The flood waters have subsided overnight and the road to Fish Creek has re-opened. The event will proceed as initially planned, however there is still some water over the road so please ride with care.
"We needed a miracle, and we got one," says Borchers. "We were very excited to arrive and see the waters had cleared."
How to move a village in 24 hours
The flooded bridge was just the latest in a sequence of curve balls that punctuated the preceding days of the 2023 Great Vic Bike Ride. A day before in Sale, the same events team had crammed into the same campervan to re-invent the plan for day seven.
The route that day was originally meant to take riders from Sale to Port Albert, but a washed-out campground at their destination called for a change of plans.
The Great Vic is a rolling bike festival and the site in Port Albert had been cleared, mowed and readied for its arrival.
"I was given a full walkthrough of the site over Facetime and could see it was not in a condition for vehicles, marquees or tents to go on," explains Louis Coad, Campsite Operations Manager for the Great Vic Bike Ride.
"So the call was made to rule it out and find an alternative location, which turned out to be Yarram."
The first thing was to make a difficult call and let the landowner in Port Albert know the Great Vic Bike Ride wouldn't be coming to town.
Then came calls with the local Wellington Shire Council, who went to great lengths to help relocate the operation to Yarram. Then came discussions with the Yarram & District Cricket Club, who were happy to play host but also had a match scheduled.
With incredible support and understanding from the community, some way, some how, everything fell into place.
The first spanner in the works
The day before that impromptu campsite relocation, torrential rains in Paynesville also threatened to stop the event in its tracks.
As riders gathered at the start line, the winds picked up and the rain hammered down around them, conditions were nearly deemed unsuitable for the day’s riding.
School groups were asked to forego the riding so event staff could focus their resources and ensure the safety of a smaller contingent. Many of those took up the offer of bus transport to Sale instead.
This required a significant logistical operation that involved loading hundreds of bikes onto trucks, moving mountains of luggage, and endeavouring to allow wet riders ready access to warm and dry clothes at the other end.
Ending on a high
Those few days of unfavourable conditions made the 2023 edition of the Great Vic Bike Ride one of the most challenging in its 39-year history. But they were bookended by sunny days, brilliant riding and those special moments the event is renowned for.

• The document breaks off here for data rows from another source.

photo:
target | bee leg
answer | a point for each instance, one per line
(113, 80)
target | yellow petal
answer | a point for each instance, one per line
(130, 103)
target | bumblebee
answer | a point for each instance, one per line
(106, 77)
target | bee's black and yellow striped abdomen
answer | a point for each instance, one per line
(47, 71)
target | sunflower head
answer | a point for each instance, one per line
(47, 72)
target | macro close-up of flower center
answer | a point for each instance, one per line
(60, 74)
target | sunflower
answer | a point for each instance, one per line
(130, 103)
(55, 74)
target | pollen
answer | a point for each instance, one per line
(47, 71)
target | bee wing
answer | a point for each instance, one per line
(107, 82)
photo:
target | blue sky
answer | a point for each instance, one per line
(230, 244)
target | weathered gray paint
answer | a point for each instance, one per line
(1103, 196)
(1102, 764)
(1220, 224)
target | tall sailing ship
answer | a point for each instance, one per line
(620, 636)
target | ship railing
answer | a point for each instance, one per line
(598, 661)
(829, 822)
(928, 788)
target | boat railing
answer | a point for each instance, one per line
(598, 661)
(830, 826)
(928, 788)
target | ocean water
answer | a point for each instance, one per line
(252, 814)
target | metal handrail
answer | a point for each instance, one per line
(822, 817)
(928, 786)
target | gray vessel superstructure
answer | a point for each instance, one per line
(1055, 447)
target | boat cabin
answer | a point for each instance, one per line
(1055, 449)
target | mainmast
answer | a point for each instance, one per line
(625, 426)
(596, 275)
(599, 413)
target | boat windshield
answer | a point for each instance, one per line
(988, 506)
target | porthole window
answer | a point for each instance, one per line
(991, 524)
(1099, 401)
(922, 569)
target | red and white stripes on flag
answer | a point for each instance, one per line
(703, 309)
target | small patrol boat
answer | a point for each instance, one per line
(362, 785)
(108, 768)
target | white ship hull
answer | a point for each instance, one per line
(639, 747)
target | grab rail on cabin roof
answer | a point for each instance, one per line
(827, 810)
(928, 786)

The 2023 Great Vic Bike Ride started with 2100 riders in picturesque Orbost on the Snowy River. They rode through bucolic hills and into the beautiful surroundings of Buchan with its otherworldly caves, then to stunning Lakes Entrance with its serene surrounding waters, and onto Paynesville where the weather set up the series of challenges.
The reward for riding out those stormy few days was the warmest of hospitality in the charming town of Fish Creek. Here riders celebrating a spectacular day of riding through forested hills with a drink at the recently renovated pub in town, or a boogie at the Saturday night local disco.
They then woke to clearing skies, friendly winds and perfect temperatures for a pedal to Inverloch for lunch, and onto the finish line in Wonthaggi via the stunning Bunurong Coastal Drive.
"It was such a wonderful way to end it, you wouldn't even have known that spirits had been dampened by testing weather," says Borchers.
"We were always really comfortable with our backup plans and knew we could get everyone home safely if need be, but it's so pleasing to reward the riders with the special atmosphere of a Great Vic finish line.
We can't thank them enough for their patience and flexibility, sticking with us as we adapted to the conditions. The riders along with our wonderful volunteers were key to keeping the show on the road, and we're incredibly grateful for the part they played in delivering yet another memorable Great Vic Bike Ride."